Erosion Hazard Levels in the Framework of Forest and Land Rehabilitation in Riam Kiwa Sub-sub Watersheds, Banjar Regency
Agung Hananto, Muhammad Ruslan, dan Syarifuddin Kadir
Magister Kehutanan Universitas Lambung MangkuratABSTRACT. The purpose of this study is to analyze the variation in the level of erosion hazard (tingkat bahaya erosi/TBE) that is suspected to occur and to formulate forest and land rehabilitation efforts based on variations in the level of erosion hazard in the Riam Kiwa Sub- sub Watershed, Banjar Regency. The method of data collection was carried out using observation, field observations of biophysical data, such as vegetation, land, and climate data.

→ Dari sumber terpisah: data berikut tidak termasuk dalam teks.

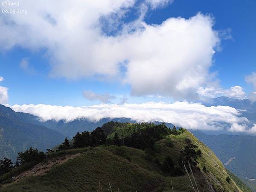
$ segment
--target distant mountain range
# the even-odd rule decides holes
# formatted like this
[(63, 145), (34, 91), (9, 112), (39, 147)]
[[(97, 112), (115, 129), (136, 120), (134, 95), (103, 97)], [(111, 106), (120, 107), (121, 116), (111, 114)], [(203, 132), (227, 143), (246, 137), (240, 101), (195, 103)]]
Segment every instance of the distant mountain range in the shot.
[[(224, 105), (241, 111), (253, 125), (256, 122), (256, 104), (248, 99), (239, 100), (227, 97), (214, 98), (203, 103), (206, 106)], [(67, 122), (64, 120), (42, 122), (30, 114), (15, 112), (0, 105), (0, 159), (13, 159), (19, 151), (31, 146), (45, 150), (63, 141), (65, 137), (72, 138), (77, 132), (91, 131), (111, 120), (120, 122), (134, 122), (130, 118), (104, 118), (98, 122), (78, 119)], [(157, 124), (161, 122), (155, 122)], [(170, 128), (173, 125), (166, 123)], [(207, 135), (205, 131), (193, 131), (198, 139), (208, 145), (223, 163), (230, 162), (226, 167), (243, 178), (256, 178), (256, 137), (248, 135)]]
[(246, 135), (207, 135), (193, 133), (207, 145), (225, 167), (239, 177), (256, 179), (256, 137)]
[(0, 159), (15, 160), (18, 152), (29, 147), (44, 151), (63, 141), (63, 134), (27, 120), (31, 116), (0, 105)]

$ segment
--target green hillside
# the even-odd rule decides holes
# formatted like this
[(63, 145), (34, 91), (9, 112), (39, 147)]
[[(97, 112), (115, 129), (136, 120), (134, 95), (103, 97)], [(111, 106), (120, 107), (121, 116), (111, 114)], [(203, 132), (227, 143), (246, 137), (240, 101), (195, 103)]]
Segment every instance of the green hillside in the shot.
[(15, 160), (17, 153), (29, 147), (45, 150), (64, 138), (62, 134), (45, 127), (28, 123), (19, 114), (0, 105), (0, 159)]
[(193, 133), (215, 153), (227, 169), (241, 178), (256, 178), (256, 137)]
[[(148, 124), (143, 125), (145, 125)], [(156, 127), (152, 125), (150, 126)], [(120, 131), (119, 125), (122, 125), (125, 130), (134, 126), (131, 123), (118, 125), (119, 127), (109, 129), (111, 134), (108, 139), (117, 130)], [(105, 126), (105, 128), (107, 127)], [(163, 130), (165, 128), (164, 127)], [(41, 167), (37, 173), (34, 169), (28, 169), (26, 176), (20, 179), (21, 177), (19, 177), (17, 174), (19, 182), (4, 185), (0, 190), (242, 192), (232, 179), (227, 181), (227, 178), (230, 176), (214, 154), (190, 132), (183, 131), (183, 133), (180, 131), (178, 135), (165, 136), (154, 143), (152, 149), (142, 150), (105, 144), (52, 153), (49, 154), (47, 162), (42, 162), (35, 166)], [(202, 152), (197, 159), (198, 163), (189, 174), (184, 169), (182, 169), (182, 166), (179, 163), (188, 139)], [(169, 169), (166, 166), (168, 156), (173, 162), (172, 170), (175, 170), (176, 173), (166, 171)], [(55, 163), (51, 167), (53, 162)], [(188, 164), (184, 164), (189, 172)], [(163, 169), (163, 165), (166, 169)], [(29, 170), (32, 171), (29, 172)], [(6, 179), (6, 175), (0, 177), (0, 181), (4, 178)]]

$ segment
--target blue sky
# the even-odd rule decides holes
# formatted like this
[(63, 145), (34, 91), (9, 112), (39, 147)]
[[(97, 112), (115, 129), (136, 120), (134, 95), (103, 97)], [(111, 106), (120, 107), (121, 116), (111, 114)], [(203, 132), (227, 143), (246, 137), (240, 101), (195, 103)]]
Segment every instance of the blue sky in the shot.
[[(137, 3), (138, 5), (141, 5), (143, 1), (141, 2), (140, 1)], [(37, 5), (31, 5), (33, 3), (31, 3), (29, 5), (23, 5), (21, 2), (20, 6), (22, 9), (27, 9), (29, 13), (30, 12), (32, 12), (33, 14), (36, 14), (36, 11), (35, 11), (35, 12), (34, 11), (32, 11), (32, 9), (35, 9), (36, 10), (37, 9), (36, 8)], [(177, 18), (180, 17), (188, 20), (192, 17), (195, 16), (198, 12), (201, 12), (204, 17), (210, 15), (211, 18), (214, 19), (212, 30), (219, 32), (218, 37), (221, 43), (219, 47), (217, 48), (217, 46), (214, 46), (216, 52), (212, 57), (213, 62), (211, 66), (207, 67), (207, 72), (206, 76), (207, 76), (209, 74), (213, 73), (217, 74), (213, 80), (214, 81), (215, 89), (221, 88), (223, 90), (236, 85), (239, 85), (243, 87), (246, 93), (246, 95), (244, 96), (244, 98), (249, 97), (250, 93), (254, 91), (253, 85), (254, 82), (251, 81), (250, 82), (252, 83), (248, 83), (245, 82), (245, 78), (247, 76), (256, 71), (255, 1), (175, 0), (172, 3), (169, 2), (163, 6), (157, 5), (155, 8), (153, 7), (152, 5), (153, 4), (148, 5), (148, 10), (145, 12), (145, 15), (139, 21), (142, 20), (148, 25), (160, 25), (163, 21), (170, 17)], [(54, 5), (49, 3), (48, 6), (53, 6)], [(3, 6), (2, 7), (3, 8)], [(128, 23), (131, 21), (137, 20), (139, 19), (138, 16), (140, 15), (137, 8), (131, 6), (129, 7), (127, 10), (128, 13), (125, 16), (121, 16), (121, 18), (118, 20), (116, 17), (114, 17), (114, 20), (117, 21), (114, 22), (113, 24), (111, 23), (113, 22), (113, 21), (111, 21), (111, 19), (106, 17), (105, 19), (107, 22), (109, 22), (107, 25), (109, 27), (113, 27), (113, 26), (111, 25), (116, 25), (115, 26), (116, 26), (116, 25), (119, 25), (119, 26), (121, 26), (122, 27), (124, 23)], [(142, 9), (140, 11), (143, 12), (142, 10), (144, 9)], [(121, 11), (119, 12), (115, 12), (115, 13), (117, 14), (120, 12)], [(24, 20), (26, 20), (26, 17), (29, 17), (29, 13), (27, 16), (22, 16)], [(84, 14), (86, 16), (87, 13), (85, 12)], [(56, 20), (57, 23), (58, 21), (60, 22), (58, 19), (54, 18), (53, 13), (52, 14), (52, 15), (53, 18)], [(32, 20), (29, 21), (31, 23), (28, 21), (27, 23), (26, 23), (24, 21), (20, 21), (19, 19), (17, 18), (17, 17), (18, 16), (17, 15), (8, 15), (8, 14), (0, 15), (1, 19), (3, 20), (12, 20), (15, 23), (16, 22), (17, 26), (20, 25), (23, 26), (24, 25), (30, 25), (31, 23), (36, 23), (36, 20), (33, 21)], [(58, 15), (56, 17), (57, 18)], [(119, 23), (116, 23), (118, 22)], [(38, 37), (36, 35), (37, 34), (33, 33), (36, 33), (36, 30), (35, 30), (35, 32), (34, 28), (31, 27), (31, 29), (29, 29), (29, 27), (28, 31), (31, 33), (26, 37), (22, 33), (23, 32), (22, 30), (17, 32), (17, 35), (16, 35), (17, 36), (16, 37), (17, 40), (17, 42), (13, 43), (12, 41), (15, 41), (14, 39), (16, 39), (13, 35), (15, 35), (13, 34), (11, 31), (11, 35), (9, 35), (8, 30), (18, 30), (20, 28), (12, 28), (10, 27), (8, 28), (6, 27), (6, 26), (3, 26), (3, 23), (2, 22), (0, 23), (3, 27), (0, 29), (1, 29), (3, 34), (3, 36), (2, 35), (3, 39), (0, 39), (0, 43), (2, 44), (1, 47), (4, 47), (0, 51), (0, 76), (3, 77), (4, 80), (1, 82), (0, 86), (8, 88), (8, 103), (10, 105), (42, 103), (74, 106), (89, 105), (101, 103), (102, 100), (99, 99), (99, 98), (102, 96), (108, 97), (106, 95), (112, 95), (116, 97), (116, 99), (109, 101), (110, 102), (113, 103), (120, 103), (125, 98), (128, 99), (125, 100), (126, 102), (137, 103), (150, 101), (172, 102), (175, 100), (189, 101), (195, 99), (194, 98), (188, 97), (187, 96), (190, 93), (187, 93), (179, 98), (177, 95), (182, 95), (183, 93), (177, 92), (177, 94), (173, 95), (172, 91), (163, 91), (165, 89), (169, 88), (169, 87), (164, 87), (160, 90), (156, 89), (155, 91), (151, 91), (151, 90), (148, 91), (147, 90), (141, 93), (138, 91), (137, 87), (136, 87), (136, 82), (134, 83), (131, 80), (132, 82), (124, 83), (125, 80), (122, 79), (122, 77), (116, 77), (115, 76), (116, 74), (114, 77), (112, 75), (112, 72), (110, 72), (107, 70), (107, 72), (105, 72), (106, 70), (104, 70), (104, 72), (100, 74), (100, 78), (97, 78), (96, 76), (91, 76), (88, 75), (84, 76), (83, 74), (81, 75), (80, 73), (77, 76), (75, 76), (75, 78), (71, 78), (68, 75), (60, 75), (60, 73), (61, 73), (60, 69), (62, 69), (60, 68), (61, 64), (56, 64), (56, 62), (60, 61), (63, 57), (61, 56), (61, 57), (58, 57), (58, 59), (55, 59), (57, 57), (59, 56), (59, 53), (58, 50), (55, 49), (54, 51), (57, 52), (56, 55), (58, 56), (51, 55), (51, 52), (53, 50), (53, 45), (50, 43), (45, 44), (42, 42), (44, 39), (48, 39), (47, 38), (44, 37), (40, 39), (41, 36)], [(135, 26), (136, 24), (134, 25)], [(9, 25), (11, 25), (9, 24)], [(33, 27), (37, 27), (40, 28), (40, 26), (33, 26)], [(44, 27), (45, 26), (42, 26)], [(101, 27), (101, 29), (102, 29), (102, 27), (105, 27), (102, 26)], [(137, 26), (134, 27), (136, 29), (136, 30), (140, 30), (139, 27), (137, 28)], [(103, 30), (107, 30), (106, 29), (103, 29)], [(37, 29), (40, 30), (40, 29)], [(117, 32), (116, 32), (116, 34), (120, 34), (121, 31), (119, 29), (119, 28), (117, 29)], [(44, 29), (44, 31), (45, 31)], [(61, 32), (61, 30), (58, 31), (58, 32)], [(45, 35), (46, 36), (47, 35), (48, 38), (48, 36), (50, 36), (52, 34), (50, 30), (47, 31), (47, 35)], [(75, 37), (77, 35), (75, 32), (72, 32), (75, 33), (72, 37)], [(111, 32), (108, 34), (105, 35), (113, 35), (114, 33), (111, 33), (112, 32)], [(223, 34), (224, 35), (221, 35)], [(116, 34), (115, 34), (115, 35), (118, 35)], [(35, 37), (33, 37), (34, 35)], [(34, 38), (35, 40), (40, 41), (40, 43), (38, 43), (36, 41), (33, 40), (37, 42), (37, 44), (41, 44), (38, 46), (37, 44), (35, 45), (33, 43), (28, 43), (26, 44), (26, 42), (29, 41), (30, 40), (29, 37), (31, 37), (32, 39)], [(193, 37), (191, 38), (193, 38)], [(19, 42), (19, 38), (22, 39), (21, 43)], [(50, 38), (49, 38), (49, 39), (51, 39)], [(147, 41), (150, 40), (150, 39), (147, 40)], [(47, 41), (46, 40), (46, 41)], [(62, 41), (65, 40), (63, 39)], [(77, 42), (76, 41), (74, 40), (74, 42)], [(89, 40), (86, 40), (86, 41), (87, 41)], [(204, 40), (202, 39), (202, 41)], [(4, 48), (6, 44), (12, 43), (13, 44), (10, 47)], [(93, 43), (90, 41), (90, 43)], [(125, 44), (126, 43), (124, 43), (124, 44)], [(172, 42), (166, 41), (166, 44), (172, 44)], [(61, 45), (62, 44), (58, 44), (56, 47), (60, 46), (60, 47)], [(92, 45), (93, 44), (92, 44)], [(70, 49), (67, 50), (65, 48), (64, 51), (67, 51), (70, 53), (72, 53), (72, 51), (76, 51), (72, 49), (73, 46), (76, 47), (75, 44), (72, 44)], [(69, 47), (69, 46), (67, 46), (67, 47)], [(84, 48), (85, 50), (88, 48), (82, 47), (80, 47), (81, 49)], [(61, 47), (56, 49), (61, 49)], [(128, 48), (127, 47), (127, 49)], [(111, 54), (110, 53), (110, 55)], [(81, 54), (77, 55), (76, 54), (74, 54), (74, 55), (77, 55), (78, 57), (83, 56), (82, 54), (81, 55)], [(134, 55), (131, 57), (136, 58)], [(65, 58), (65, 59), (66, 58)], [(170, 60), (169, 62), (171, 63), (172, 57), (168, 58)], [(25, 59), (26, 62), (26, 64), (25, 64), (23, 66), (20, 64), (23, 59)], [(84, 61), (87, 59), (86, 55), (85, 55), (84, 58), (81, 58)], [(72, 59), (70, 61), (72, 61)], [(159, 62), (161, 62), (161, 61), (162, 60), (160, 60)], [(77, 62), (79, 62), (79, 61)], [(86, 62), (84, 62), (82, 64), (87, 64)], [(77, 64), (78, 66), (79, 66), (79, 64), (76, 64), (76, 63), (74, 63), (74, 64), (71, 63), (70, 64), (73, 64), (74, 66), (76, 64)], [(99, 65), (102, 65), (102, 66), (106, 64), (103, 62), (99, 64)], [(58, 68), (57, 67), (56, 70), (60, 71), (59, 73), (55, 73), (57, 74), (56, 75), (52, 75), (52, 69), (54, 67), (53, 66), (58, 66)], [(134, 69), (131, 69), (132, 70), (134, 70)], [(101, 70), (98, 70), (97, 68), (95, 70), (99, 70), (102, 73)], [(79, 70), (78, 70), (79, 71)], [(67, 73), (67, 71), (65, 71), (65, 73)], [(172, 74), (170, 74), (170, 75)], [(103, 76), (103, 77), (102, 76)], [(143, 78), (143, 75), (141, 78)], [(111, 80), (111, 79), (113, 80)], [(253, 78), (252, 79), (254, 79)], [(167, 82), (168, 83), (169, 81), (163, 82), (165, 83)], [(218, 85), (216, 82), (218, 82)], [(142, 84), (144, 84), (144, 82)], [(170, 81), (170, 84), (172, 83), (172, 81)], [(198, 85), (200, 87), (203, 86), (205, 88), (208, 86), (202, 85), (201, 82), (200, 83), (200, 85)], [(157, 87), (157, 85), (156, 86)], [(135, 87), (136, 87), (134, 89)], [(193, 88), (194, 89), (194, 87)], [(133, 90), (135, 90), (133, 91)], [(90, 97), (89, 97), (90, 99), (88, 99), (88, 97), (86, 98), (83, 95), (83, 92), (84, 91), (90, 91), (93, 93), (93, 95), (90, 96)], [(223, 91), (223, 93), (225, 93), (225, 91)]]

Data were analyzed using USLE, Tabulation, and Content Analysis models. The results showed that TBE was relatively varied, from TBE I-R (mild), II-S (moderate), III-B (severe), and IV-SB (very severe). The TBE area was classified as I-R (Light), II-S (Medium) HLKS land cover, and TBE II-S (Medium) PLK UL-06 land cover of 2,798.81 ha (26.42%). The TBE area was classified as III-B (Heavy), IV-SB (Very Heavy) PLK land cover (except UL-06), SBK, LTB of 7,796.5 ha (73.58%). There were 4 (four) groups of recommended forest and land rehabilitation directives: a) HLKS UL-01, UL-02 land cover is maintained as HLKS with maintenance (silvicultural practices) 238.75 ha, b) PLK UL-06 is maintained as PLK with maintenance (planting according to contour lines and using mound terraces) 2,560.24 ha, c) Land cover SBK UL-03, UL-04 1,063.47 ha and PLK UL-07, UL-08 5,449.21 ha converted to Agroforestry and d) SBK UL-05 400.70 ha land cover, PLK UL-09 land cover 423.66 ha and LTB UL-10, UL-11, UL- 12 883.27 ha converted into Plantation Forest with reforestation activities. Agroforestry and Reforestation are followed by mechanical methods, such as making mound terraces and planting along contour lines.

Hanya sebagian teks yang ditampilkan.